Jorge Enrique Robledo Castillo
Contra la Corriente
Manizales, 22 de abril de 1996.
Aparentemente, el único problema de Colombia en Urabá son los impresionantes horrores con que la violencia entrecruzada martiriza a su aterrada población. Sin embargo, autorizados comentaristas de los sucesos del país vienen alertando sobre una amenaza no menos tenebrosa que se cierne sobre esa esquina del territorio nacional.
El editorial de El Espectador del 17 de marzo pasado, luego de denunciar que “los empresarios del poder metropolitano pregonan a todos los vientos la desaparición de las soberanías nacionales” y que en la descertificación “se encuentran ocultos los habilidosos recursos a los que ha venido acudiendo la gran potencia en detrimento de nuestra integridad territorial”, dijo: “cómo se advierte la inminencia de la extensión de la teoría imperialista del destino manifiesto a una parte tan sensible de nuestra integridad territorial como es la región de Urabá, ante la posibilidad de la construcción del nuevo canal interoceánico entre los océanos Atlántico y Pacífico”. Por su parte, el general (R) Álvaro Valencia Tovar afirmó que “a Urabá podemos perderlo cualquier día, como perdimos a Panamá.
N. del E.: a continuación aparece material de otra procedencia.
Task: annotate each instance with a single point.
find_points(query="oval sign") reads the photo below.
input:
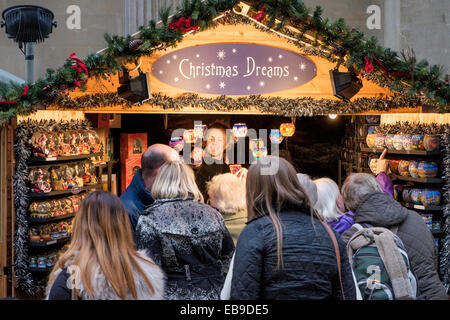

El ‘Nuevo Orden Mundial’ trazado a la medida de quienes tienen el poder para dictarlo, acomodándolo a sus propios objetivos, da para todo. Inclusive, para fabricar argumentos explicativos ante los cuales el mundo se encoja de hombros” (El Tiempo, 27 de abril de 1996). Una mención sobre este riesgo también expresó Abdón Espinosa Valderrama (El Tiempo, 6 de abril de 1996) y algo similar plantearon en la televisión los dos principales oficiales a cargo de las fuerzas armadas.
Así las cosas, todo se podrá decir menos que quienes colocaron el tema sobre el tapete no son personas informadas, cuyas opiniones puedan desdeñarse alegremente.
Además, no hay que fundir una neurona para entender que un canal a través de Urabá sería uno de los grandes negocios del Siglo XXI y que esa obra le daría a la potencia que la poseyera una ventaja estratégica frente a sus competidores. Ante las cada vez mayores e irremediables limitaciones del Canal de Panamá para usos comerciales y militares, el único defecto que para la Casa Blanca tendría una vía interoceánica a través de Colombia sería que en ese territorio no estuviera izada la bandera de las barras y las estrellas, como sí ocurre en el Istmo desde que nos lo arrebataron en 1902. Y tampoco es de desdeñar el creciente interés en el inmenso banco genético que existe en el Darién. Su importancia actual y futura es tanta, que el embajador Frechette ya señaló que “su país está interesado en proteger y salvar este recurso de la Humanidad” (El Tiempo, 17 de abril de 1996).
Lo que pueda terminar ocurriendo en Urabá es difícil predecirlo. Pero sí hay cinco hechos que no tienen discusión: en esa porción de nuestra geografía puede construirse un canal; el interés del gobierno de Estados Unidos en la vía resulta obvio; ya ha habido pedidos para estacionar tropas extrajeras en la zona; nunca había sido tanta la confusión y el desorden de la dirigencia del país responsable de mantener la integridad nacional; y en río revuelto…
Claro que en favor de los sagrados intereses nacionales podría actuar el que todos los interesados en el tema pensáramos que la historia también puede darse al revés de cómo se dio hace un siglo, cuando los dirigentes de aquí justificaron su vergonzosa pasividad por los agudos líos políticos internos y los de allá agredieron seguros de su impunidad.